In the last year of my under-graduate studies, they
decided to build a new library in my college and clear out the old one
entirely. I mean – Entirely! And they decided to sell out everything to the
students who wanted them, at very cheap rates. That’s the good part, but then
they emptied all the shelves, hundreds of books onto the library floor in a
heap of pages, literature and precious records of human writings!
How could anyone permit such a desecration?
How could the college management not have stopped this
horror?
How could the librarian have stood by and watched this
entire event take place before her very eyes?
These were the most pressing questions weighing heavy upon
my heart as I stood at the entrance to the underground storage area with tears
rolling down my cheeks and blood oozing from my lower lip where I’d bitten it
to stop myself from screaming out aloud at this violation of the temple of
Education. My heart was wrenched in two as I walked into the chamber in a daze
of abject misery of the horror perpetrated within these halls. I saw torn
books, books without covers, shredded volumes, torn pages, unbound covers,
half-vanished collections and scribbled manuscripts lying around. It was a
scene of carnage and reminded me of the battle of Zutphen. Just as Sir Philip
Sidney, the torch of English literature in his age was killed that day, the
works of countless other authors and poets were layed to waste in that library.

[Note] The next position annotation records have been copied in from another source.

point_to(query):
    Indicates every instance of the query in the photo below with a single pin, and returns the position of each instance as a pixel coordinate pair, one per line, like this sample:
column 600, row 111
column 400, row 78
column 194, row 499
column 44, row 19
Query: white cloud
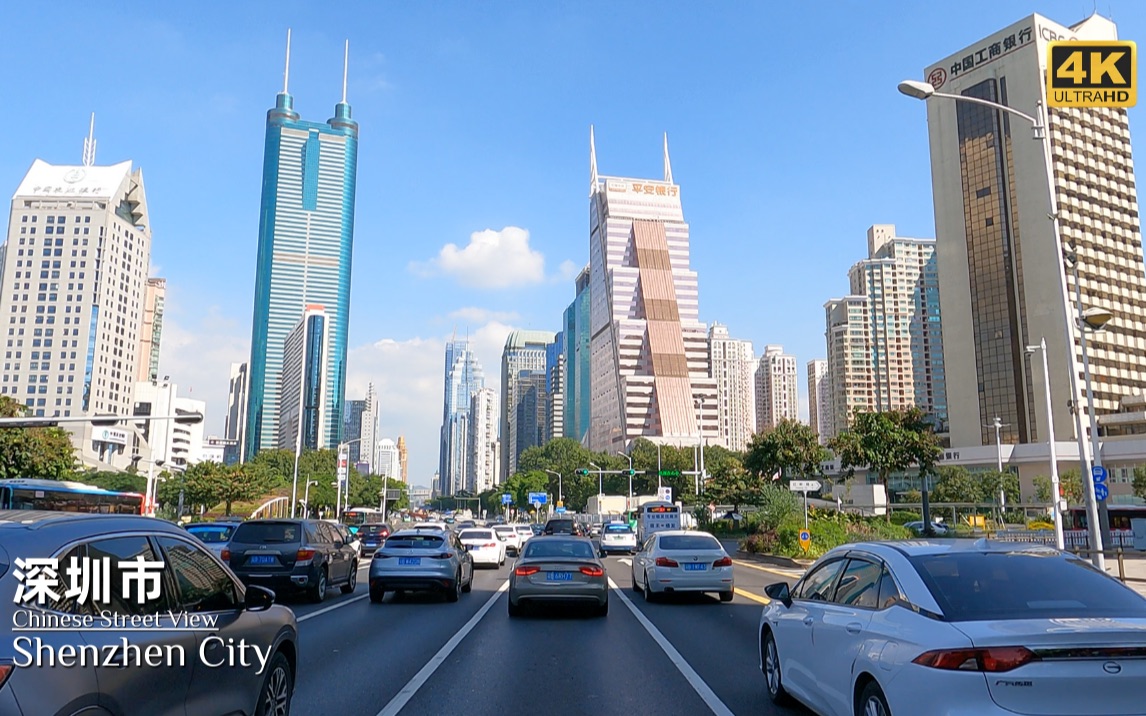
column 491, row 260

I could even for a moment of despair compare it to the destruction of the
library at Alexandria or the book burnings in Nazi Germany.
Some of the other literature students who’d come along with
me were also shocked at the amount of destruction that could befall a library
that was the pride of the college in its heyday. It was unimaginable how much
destruction could take place when you come to think about it and I wonder if I
had not witnessed the fall of literature, an event that took place only a few
times in human history. This was indeed a day that will live in infamy and will
always remain one of my most disturbing experiences in life. People who do not
read or write or have much to do with literature may think that I’m
over-reacting, but ask a true bookworm, they will tell you that my pain is as
real as the pain at the death of a family member.
However, some of the other literature students and I managed
to get few of the books to safety, but that story is for another time perhaps.